In pet rabbits, Shope fibroma and Shope papilloma are common virus-induced tumors [1]. In our study, fibroma was identified in 9.8% of cutaneous tumors—a relatively high proportion given that no virus-associated tumors have been previously reported in Asia. The Shope fibroma virus typically infects young rabbits but can also affect adults [4]. The median age of rabbits diagnosed with fibroma in our study was 89 (48–108) months. Notably, one fibroma case exhibited a suspected intracytoplasmic inclusion body in an epithelial cell, raising the possibility of viral involvement.
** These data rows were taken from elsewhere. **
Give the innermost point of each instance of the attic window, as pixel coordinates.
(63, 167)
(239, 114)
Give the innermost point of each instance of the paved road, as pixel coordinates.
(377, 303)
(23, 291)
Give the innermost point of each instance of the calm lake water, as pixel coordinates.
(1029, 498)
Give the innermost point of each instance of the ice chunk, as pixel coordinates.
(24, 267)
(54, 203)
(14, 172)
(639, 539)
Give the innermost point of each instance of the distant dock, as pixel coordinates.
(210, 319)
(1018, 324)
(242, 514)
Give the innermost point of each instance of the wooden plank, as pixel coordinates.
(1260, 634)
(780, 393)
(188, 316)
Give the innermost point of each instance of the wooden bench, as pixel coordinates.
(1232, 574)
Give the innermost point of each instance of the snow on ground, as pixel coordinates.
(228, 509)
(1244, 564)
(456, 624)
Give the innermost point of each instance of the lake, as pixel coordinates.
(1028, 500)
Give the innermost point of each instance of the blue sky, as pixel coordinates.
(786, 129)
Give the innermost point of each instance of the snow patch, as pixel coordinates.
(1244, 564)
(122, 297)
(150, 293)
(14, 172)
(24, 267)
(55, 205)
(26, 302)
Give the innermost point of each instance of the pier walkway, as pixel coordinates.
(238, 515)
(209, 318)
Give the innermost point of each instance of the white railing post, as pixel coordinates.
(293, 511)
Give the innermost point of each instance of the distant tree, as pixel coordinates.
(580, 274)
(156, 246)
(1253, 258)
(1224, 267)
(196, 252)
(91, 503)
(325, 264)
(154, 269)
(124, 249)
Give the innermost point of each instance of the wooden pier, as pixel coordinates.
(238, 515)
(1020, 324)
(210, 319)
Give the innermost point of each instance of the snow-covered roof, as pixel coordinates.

Given the presence of known arthropod vectors for Shope fibroma virus in Taiwan, this observation warrants further investigation into whether leporipoxviruses, such as the Shope fibroma virus, might be circulating undetected in the local rabbit population. Additionally, our identification of a single case of myxosarcoma, another tumor potentially associated with leporipoxvirus, further supports the need to examine a broader range of mesenchymal tumors—specifically fibroma, fibrosarcoma, and myxosarcoma—for evidence of viral infection.
In light of these findings and the lack of previous studies investigating virus-associated skin tumors in pet rabbits in Taiwan, we sought to evaluate the potential involvement of leporipoxvirus through molecular detection techniques applied to archived FFPE tissues. However, leporipoxvirus DNA was not amplified from any of the 15 samples. This result suggests either that leporipoxviruses are not present in these tumors or that limitations such as low viral load, DNA degradation, or viral sequence variability may have hindered detection. While the results do not support the current presence of leporipoxvirus in Taiwan’s pet rabbits, the relatively high fibroma incidence and the presence of vectors warrant continued surveillance. The cottontail rabbit papillomavirus can lead to Shope papilloma and squamous cell carcinoma (SCC) in both Oryctolagus and Sylvilagus species [6]. In this study, only one case of SCC was reported in a 133-month-old male rabbit, with the tumor located on the pinna. Spontaneous SCC in rabbits commonly occurs on the ears and feet [1,20]. McLaughlin reported a case in the United States in which papillomavirus was detected by PCR amplification of viral DNA [20].
In pet rabbits, mammary gland tumors are common in females over 2 years old [13]. These are most often adenocarcinoma, which is likely associated with uterine hyperplasia and hyperestrogenism [11,13,21]. Of the organ systems, the female reproductive tract, particularly the uterus, is the most commonly affected [11,12]. Spaying female rabbits before they reach 6 months is advised to prevent uterine and mammary tumors [13]. In our study, 32 of the diagnoses, obtained from 22 intact animals, affected the female reproductive tract. This supports the aforementioned recommendation, further indicating that neutering is essential for prevention. Common neoplastic and non-neoplastic lesions in the uterus include uterine adenocarcinoma, endometrial hyperplasia, carcinosarcoma, and adenomyosis [12]. In our study, the most common diagnoses were uterine adenocarcinoma (50%), followed by endometrial cystic hyperplasia (15.6%) and uterine adenomyosis (12.5%). Uterine adenocarcinoma has previously been shown to affect 50–80% of female rabbits older than 3 years [13]. The median age of affected females with uterine adenocarcinoma in our study was 82 (42–132) months (6.8 years). It is likely that the prevalence of uterine adenocarcinoma is underestimated in our study, as these tumors are often diagnosed clinically or result in euthanasia without histological confirmation.
In the male reproductive system, testicular neoplasms are common. These are frequently invasive, with seminomas, granular cell tumors, and interstitial cell tumors being the most frequently observed forms [6,16]. In our study, there were two cases of interstitial tumors and one of seminoma. In addition to neoplasms, testicular atrophy is a common biopsy finding in specimens from male rabbits [12]. Our study included one case of testicular atrophy. Reports of primary tumors originating in the gastrointestinal tract or urinary system in rabbits are rare. A case series has reported an instance of rectal prolapse in a pet rabbit caused by leiomyosarcoma [22]. Urothelial carcinoma in the bladder apex was first documented in a pet rabbit in 2018 [23]. In the present study, we identified one case of rectal adenocarcinoma and one case of urothelial carcinoma.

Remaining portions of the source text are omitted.